Personal information
- Full name: William Clarence Carson
- Born: 28 January 1934 Bourke, New South Wales, Australia
- Died: 15 January 1985 (aged 50) Sydney, New South Wales, Australia

Playing information
- Position: Prop
Club
| Years | Team | Pld | T | G | FG | P |
| 1954–64 | Western Suburbs | 118 | 24 | 0 | 0 | 72 |
Representative
| Years | Team | Pld | T | G | FG | P |
| 1962 | New South Wales | 2 | 0 | 0 | 0 | 0 |
| 1962 | Australia | 2 | 0 | 0 | 0 | 0 |
- Source: As of 4 July 2019

= Bill Carson (rugby league) =

Australia international rugby league footballer

Bill Carson (1934–1985) was an Australian professional rugby league footballer who played in the 1950s and 1960s. An Australia national and New South Wales state representative forward, he played his club football in the New South Wales Rugby Football League for Sydney's Western Suburbs club.

==Playing career==
Carson played for Wests in the 1958 NSWRFL season's and 1961 NSWRFL season's grand finals. His two international appearances were for Australia in the 2nd and 3rd games of the 1962 Ashes series.

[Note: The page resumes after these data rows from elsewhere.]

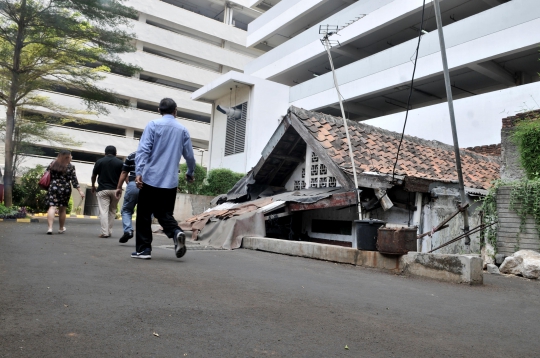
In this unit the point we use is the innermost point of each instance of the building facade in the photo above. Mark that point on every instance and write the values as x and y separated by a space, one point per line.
492 49
181 46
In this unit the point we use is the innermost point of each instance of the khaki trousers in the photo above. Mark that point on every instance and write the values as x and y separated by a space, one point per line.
107 210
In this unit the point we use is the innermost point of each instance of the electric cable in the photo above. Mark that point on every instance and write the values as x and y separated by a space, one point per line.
410 90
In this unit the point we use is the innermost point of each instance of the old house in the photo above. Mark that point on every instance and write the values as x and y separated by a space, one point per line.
303 185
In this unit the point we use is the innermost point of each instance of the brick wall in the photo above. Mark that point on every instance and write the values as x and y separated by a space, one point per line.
510 163
493 150
508 227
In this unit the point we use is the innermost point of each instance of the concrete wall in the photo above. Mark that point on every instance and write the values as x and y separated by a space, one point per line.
267 104
443 204
188 205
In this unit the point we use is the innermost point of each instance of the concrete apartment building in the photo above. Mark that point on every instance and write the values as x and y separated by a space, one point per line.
492 48
181 46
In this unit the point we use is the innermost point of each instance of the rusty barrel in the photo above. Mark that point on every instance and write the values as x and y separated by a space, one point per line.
396 241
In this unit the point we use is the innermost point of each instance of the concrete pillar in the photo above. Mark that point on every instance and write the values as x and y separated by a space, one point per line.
130 133
142 17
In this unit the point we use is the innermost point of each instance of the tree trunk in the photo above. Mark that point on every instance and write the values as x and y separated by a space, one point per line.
8 169
11 106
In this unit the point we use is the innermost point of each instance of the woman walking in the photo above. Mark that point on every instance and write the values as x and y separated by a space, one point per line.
62 176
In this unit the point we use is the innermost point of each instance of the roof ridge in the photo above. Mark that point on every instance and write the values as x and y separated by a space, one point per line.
417 140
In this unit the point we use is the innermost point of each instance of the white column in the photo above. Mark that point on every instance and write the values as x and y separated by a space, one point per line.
130 133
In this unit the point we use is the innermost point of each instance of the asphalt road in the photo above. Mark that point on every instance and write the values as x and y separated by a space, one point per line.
76 295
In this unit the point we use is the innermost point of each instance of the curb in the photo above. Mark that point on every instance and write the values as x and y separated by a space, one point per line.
465 269
43 215
21 220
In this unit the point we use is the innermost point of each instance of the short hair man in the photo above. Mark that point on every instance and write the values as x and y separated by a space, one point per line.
107 170
162 145
130 197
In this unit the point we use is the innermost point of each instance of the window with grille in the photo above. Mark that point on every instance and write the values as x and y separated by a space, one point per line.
235 136
319 176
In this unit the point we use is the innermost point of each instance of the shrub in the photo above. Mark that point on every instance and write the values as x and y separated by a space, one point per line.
197 185
527 137
28 193
220 181
12 213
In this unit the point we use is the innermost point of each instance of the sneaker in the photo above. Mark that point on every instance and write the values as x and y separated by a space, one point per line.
145 255
179 243
126 237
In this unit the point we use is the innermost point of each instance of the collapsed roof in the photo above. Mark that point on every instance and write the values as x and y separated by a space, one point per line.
421 162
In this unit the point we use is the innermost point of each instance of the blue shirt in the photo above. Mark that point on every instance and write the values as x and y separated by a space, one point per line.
162 145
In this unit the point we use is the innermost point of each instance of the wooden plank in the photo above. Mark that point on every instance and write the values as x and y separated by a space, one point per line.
341 177
417 185
341 199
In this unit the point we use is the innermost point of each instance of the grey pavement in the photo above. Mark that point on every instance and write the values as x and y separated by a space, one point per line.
76 295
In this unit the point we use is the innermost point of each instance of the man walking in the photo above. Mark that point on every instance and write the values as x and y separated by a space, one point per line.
107 171
162 145
130 197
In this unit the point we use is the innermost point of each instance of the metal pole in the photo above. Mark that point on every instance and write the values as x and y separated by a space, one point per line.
351 155
452 117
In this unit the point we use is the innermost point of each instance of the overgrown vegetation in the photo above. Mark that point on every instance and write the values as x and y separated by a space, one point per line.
524 200
64 46
197 185
526 135
218 181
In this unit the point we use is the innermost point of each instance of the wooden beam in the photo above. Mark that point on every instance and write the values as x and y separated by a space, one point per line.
336 171
336 200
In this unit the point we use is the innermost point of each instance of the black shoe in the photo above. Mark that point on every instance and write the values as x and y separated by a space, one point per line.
179 244
126 237
145 255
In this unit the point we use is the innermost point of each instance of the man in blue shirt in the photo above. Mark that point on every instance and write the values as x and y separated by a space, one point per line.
162 145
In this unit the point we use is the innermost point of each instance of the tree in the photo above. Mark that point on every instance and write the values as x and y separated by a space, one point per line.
31 130
52 44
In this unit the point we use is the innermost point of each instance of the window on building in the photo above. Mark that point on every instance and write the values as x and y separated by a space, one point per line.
235 136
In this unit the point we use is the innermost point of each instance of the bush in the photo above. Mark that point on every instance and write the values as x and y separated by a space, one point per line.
197 185
12 213
28 193
220 181
527 137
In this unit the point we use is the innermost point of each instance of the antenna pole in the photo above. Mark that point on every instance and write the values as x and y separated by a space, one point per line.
327 46
452 119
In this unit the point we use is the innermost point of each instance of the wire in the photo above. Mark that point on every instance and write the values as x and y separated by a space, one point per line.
410 90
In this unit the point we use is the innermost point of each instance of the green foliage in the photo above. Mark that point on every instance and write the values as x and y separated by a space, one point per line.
59 45
526 135
28 192
220 181
69 208
197 185
524 200
4 210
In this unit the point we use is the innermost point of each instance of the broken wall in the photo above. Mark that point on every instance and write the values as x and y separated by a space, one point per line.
444 203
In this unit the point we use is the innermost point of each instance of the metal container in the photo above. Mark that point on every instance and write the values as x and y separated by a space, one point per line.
366 233
91 206
396 241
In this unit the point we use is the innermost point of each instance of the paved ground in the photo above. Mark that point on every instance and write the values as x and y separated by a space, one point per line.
76 295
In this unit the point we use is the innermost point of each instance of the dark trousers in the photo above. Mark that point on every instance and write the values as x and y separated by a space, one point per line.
157 201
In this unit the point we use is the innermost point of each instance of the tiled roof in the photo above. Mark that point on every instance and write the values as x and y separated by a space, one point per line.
375 150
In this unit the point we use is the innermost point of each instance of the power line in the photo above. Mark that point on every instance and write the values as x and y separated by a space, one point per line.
410 90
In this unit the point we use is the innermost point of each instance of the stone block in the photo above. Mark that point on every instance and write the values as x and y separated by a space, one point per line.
499 259
493 269
451 268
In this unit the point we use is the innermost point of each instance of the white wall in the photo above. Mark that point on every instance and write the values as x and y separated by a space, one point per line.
505 29
478 118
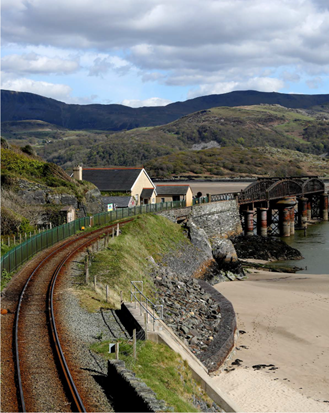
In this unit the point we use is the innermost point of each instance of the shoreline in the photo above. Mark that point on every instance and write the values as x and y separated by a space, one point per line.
282 319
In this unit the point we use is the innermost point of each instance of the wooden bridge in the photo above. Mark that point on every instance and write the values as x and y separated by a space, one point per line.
276 205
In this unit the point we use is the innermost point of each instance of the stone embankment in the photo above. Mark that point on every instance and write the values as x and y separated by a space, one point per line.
192 307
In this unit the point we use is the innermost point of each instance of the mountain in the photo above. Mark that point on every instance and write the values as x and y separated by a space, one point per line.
18 106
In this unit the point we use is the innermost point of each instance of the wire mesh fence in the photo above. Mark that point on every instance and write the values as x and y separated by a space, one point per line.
36 243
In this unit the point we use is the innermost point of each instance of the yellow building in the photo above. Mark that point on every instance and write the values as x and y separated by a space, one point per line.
166 193
133 182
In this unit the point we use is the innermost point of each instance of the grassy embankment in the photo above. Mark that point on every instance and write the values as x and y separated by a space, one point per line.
126 259
163 370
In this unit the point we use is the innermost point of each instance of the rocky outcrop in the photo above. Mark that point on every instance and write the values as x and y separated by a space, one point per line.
191 312
261 248
223 251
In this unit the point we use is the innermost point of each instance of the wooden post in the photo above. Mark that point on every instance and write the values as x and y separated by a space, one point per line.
86 269
145 326
134 343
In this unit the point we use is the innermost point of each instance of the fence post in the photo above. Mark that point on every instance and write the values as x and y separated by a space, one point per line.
86 269
145 324
134 343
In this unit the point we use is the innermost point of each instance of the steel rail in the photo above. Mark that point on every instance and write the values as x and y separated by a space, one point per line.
67 374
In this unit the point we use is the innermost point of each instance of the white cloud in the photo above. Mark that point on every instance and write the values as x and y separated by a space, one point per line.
56 91
35 64
261 84
314 83
212 46
135 103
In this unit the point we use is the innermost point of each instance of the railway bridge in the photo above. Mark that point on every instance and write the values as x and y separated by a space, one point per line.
278 205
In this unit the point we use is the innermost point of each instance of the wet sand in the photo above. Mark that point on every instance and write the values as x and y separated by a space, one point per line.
286 322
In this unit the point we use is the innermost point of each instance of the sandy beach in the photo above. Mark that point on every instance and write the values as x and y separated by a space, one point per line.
285 318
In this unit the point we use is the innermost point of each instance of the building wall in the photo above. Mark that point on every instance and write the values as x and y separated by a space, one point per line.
189 197
142 182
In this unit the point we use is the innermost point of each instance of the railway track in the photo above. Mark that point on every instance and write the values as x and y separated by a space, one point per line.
43 376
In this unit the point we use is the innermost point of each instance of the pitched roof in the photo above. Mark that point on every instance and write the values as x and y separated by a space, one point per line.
112 179
119 201
172 189
147 193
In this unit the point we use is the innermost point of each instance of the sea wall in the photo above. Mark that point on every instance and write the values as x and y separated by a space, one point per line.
218 219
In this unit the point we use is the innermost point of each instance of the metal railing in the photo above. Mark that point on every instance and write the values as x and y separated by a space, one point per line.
145 303
24 251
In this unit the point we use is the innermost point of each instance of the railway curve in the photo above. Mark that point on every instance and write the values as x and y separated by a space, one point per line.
29 352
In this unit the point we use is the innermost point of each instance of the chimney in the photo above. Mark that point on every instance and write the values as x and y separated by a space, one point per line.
77 173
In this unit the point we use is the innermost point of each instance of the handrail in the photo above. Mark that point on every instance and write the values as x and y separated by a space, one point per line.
147 300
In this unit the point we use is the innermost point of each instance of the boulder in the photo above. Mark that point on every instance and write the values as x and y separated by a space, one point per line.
223 251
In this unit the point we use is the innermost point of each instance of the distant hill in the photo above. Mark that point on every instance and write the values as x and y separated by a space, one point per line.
252 126
18 106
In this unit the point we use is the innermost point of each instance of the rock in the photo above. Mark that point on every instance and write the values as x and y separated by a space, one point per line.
223 251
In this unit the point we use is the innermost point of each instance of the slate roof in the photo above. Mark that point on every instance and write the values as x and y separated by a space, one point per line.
119 201
172 189
111 179
147 193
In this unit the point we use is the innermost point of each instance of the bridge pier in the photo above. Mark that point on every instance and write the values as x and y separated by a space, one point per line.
284 222
262 222
309 209
302 212
292 221
249 223
324 207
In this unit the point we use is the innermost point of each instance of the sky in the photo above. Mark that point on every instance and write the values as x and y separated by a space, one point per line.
154 52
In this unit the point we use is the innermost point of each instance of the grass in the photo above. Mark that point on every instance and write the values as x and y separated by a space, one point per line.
163 370
127 259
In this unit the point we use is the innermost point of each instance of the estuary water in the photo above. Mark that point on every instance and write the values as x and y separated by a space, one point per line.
314 247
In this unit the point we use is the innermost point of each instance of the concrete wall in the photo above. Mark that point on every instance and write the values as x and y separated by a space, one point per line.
217 219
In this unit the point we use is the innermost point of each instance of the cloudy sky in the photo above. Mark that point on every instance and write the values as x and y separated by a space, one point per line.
153 52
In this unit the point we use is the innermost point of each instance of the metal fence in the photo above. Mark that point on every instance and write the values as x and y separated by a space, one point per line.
24 251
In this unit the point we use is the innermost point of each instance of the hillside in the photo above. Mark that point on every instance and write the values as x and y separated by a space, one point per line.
17 106
236 162
34 191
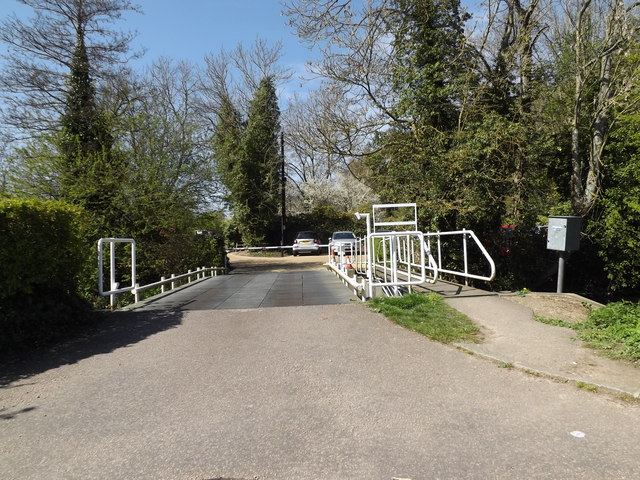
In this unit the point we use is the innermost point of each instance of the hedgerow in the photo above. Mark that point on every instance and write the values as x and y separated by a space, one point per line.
42 256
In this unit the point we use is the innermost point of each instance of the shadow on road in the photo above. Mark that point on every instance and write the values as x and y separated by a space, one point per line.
114 330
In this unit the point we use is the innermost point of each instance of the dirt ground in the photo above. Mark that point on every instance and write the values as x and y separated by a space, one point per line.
567 307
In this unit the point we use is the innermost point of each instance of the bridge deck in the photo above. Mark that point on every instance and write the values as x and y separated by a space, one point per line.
257 290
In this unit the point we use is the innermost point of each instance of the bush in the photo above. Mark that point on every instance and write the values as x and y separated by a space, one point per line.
41 244
615 329
42 257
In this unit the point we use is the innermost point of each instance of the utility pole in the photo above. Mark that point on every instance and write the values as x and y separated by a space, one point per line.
283 179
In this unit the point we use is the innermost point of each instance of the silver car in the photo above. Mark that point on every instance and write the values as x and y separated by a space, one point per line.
306 242
342 242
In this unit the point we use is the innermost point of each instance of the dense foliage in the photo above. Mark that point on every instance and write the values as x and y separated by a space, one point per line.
44 260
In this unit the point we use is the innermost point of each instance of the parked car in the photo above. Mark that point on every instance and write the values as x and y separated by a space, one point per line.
306 242
342 241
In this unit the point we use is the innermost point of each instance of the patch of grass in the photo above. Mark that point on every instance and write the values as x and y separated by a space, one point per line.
587 386
613 329
555 322
428 315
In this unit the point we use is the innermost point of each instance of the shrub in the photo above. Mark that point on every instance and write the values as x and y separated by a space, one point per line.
615 329
42 256
41 243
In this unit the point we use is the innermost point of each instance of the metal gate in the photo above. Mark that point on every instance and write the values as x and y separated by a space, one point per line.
395 255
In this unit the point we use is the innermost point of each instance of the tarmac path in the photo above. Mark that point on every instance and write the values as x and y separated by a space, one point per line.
304 392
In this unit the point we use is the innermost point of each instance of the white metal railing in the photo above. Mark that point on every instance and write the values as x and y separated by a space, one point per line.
464 271
135 288
397 260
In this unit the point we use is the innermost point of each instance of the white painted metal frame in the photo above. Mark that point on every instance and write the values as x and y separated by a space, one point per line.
136 288
113 285
464 273
390 260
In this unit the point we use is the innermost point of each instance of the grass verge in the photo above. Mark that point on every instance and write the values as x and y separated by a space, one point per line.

Carson was involved in one of the most talked about and controversial passages of play in rugby league test match history in 1962. In the third Ashes test against Great Britain at the Sydney Cricket Ground, referee Darcy Lawler awarded a try to Ken Irvine late in the game, ignoring a forward pass from Bill Carson amid howls of protest from Lions players.

He is listed on the Australian Players Register as Kangaroo No.373.

==Post playing==
After retiring, Carson commenced a long career in administration with the Wests club, serving as club president in the 1970s and 1980s.

In 2004, Bill Carson was honoured by being named in the Western Suburbs Team of the Century.